Some might claim that the three examples here are only toy problems, and this technique might not be suitable for more complicated, industry oriented problems.
As the last example, I'd like to tell you my own experience with this.
I recently had to present to my team a relatively complicated algorithm that I created for a feature I was working on.
I didn't have a lot of time to prepare the presentation, and so I decided to adopt the technique I presented here as a way to show my peers what the algorithm does.
From my point of view, it was a great success for the following reasons:
1. I was able to create a cohesive and concise presentation in a relatively short time.
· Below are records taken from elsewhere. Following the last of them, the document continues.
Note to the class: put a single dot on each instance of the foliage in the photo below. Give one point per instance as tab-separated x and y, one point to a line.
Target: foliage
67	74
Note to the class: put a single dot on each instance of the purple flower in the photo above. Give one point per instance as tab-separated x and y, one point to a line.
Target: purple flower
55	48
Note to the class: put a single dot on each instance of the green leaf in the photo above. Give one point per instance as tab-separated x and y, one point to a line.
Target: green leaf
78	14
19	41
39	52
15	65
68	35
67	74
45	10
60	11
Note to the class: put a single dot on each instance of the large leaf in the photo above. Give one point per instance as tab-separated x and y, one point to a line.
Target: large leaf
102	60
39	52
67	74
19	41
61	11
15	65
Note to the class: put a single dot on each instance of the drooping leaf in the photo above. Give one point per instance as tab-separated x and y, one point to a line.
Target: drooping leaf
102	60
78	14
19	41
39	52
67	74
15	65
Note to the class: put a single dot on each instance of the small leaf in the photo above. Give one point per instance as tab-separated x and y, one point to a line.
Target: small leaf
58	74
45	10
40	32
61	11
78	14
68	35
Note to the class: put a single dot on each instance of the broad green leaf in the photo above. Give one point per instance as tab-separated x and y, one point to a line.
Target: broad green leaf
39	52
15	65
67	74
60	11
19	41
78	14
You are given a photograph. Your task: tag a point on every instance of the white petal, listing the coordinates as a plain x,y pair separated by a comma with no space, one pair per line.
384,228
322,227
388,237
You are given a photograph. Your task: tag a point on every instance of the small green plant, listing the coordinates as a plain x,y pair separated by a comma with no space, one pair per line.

2. Through this I was able to verify that my initial assumptions of my design were correct and I was handling all the cases properly.
3. I was able to articulate things in a way that removed any ambiguities: My peers all understood what I was talking about, and I could hear through their questions that things were clear to them.
For me this was a proof that you can use this technique in a broader sense than what I thought of initially.
By continuously practicing solving problems in this way, you force your brain to start thinking like this on every problem you encounter.
By no means am I saying that every problem is suitable for this technique, and it is left to your own judgment to decide when it can be applied and when not.
So to conclude, I would urge everyone to read this book. I would also urge anyone who's interested to practice this technique by solving toy problems and seeing
how it varies from problem to problem.
If anyone reads a book that they feel is mind changing, in the same way that I felt about this book, please leave me a comment here and I'll surely read it.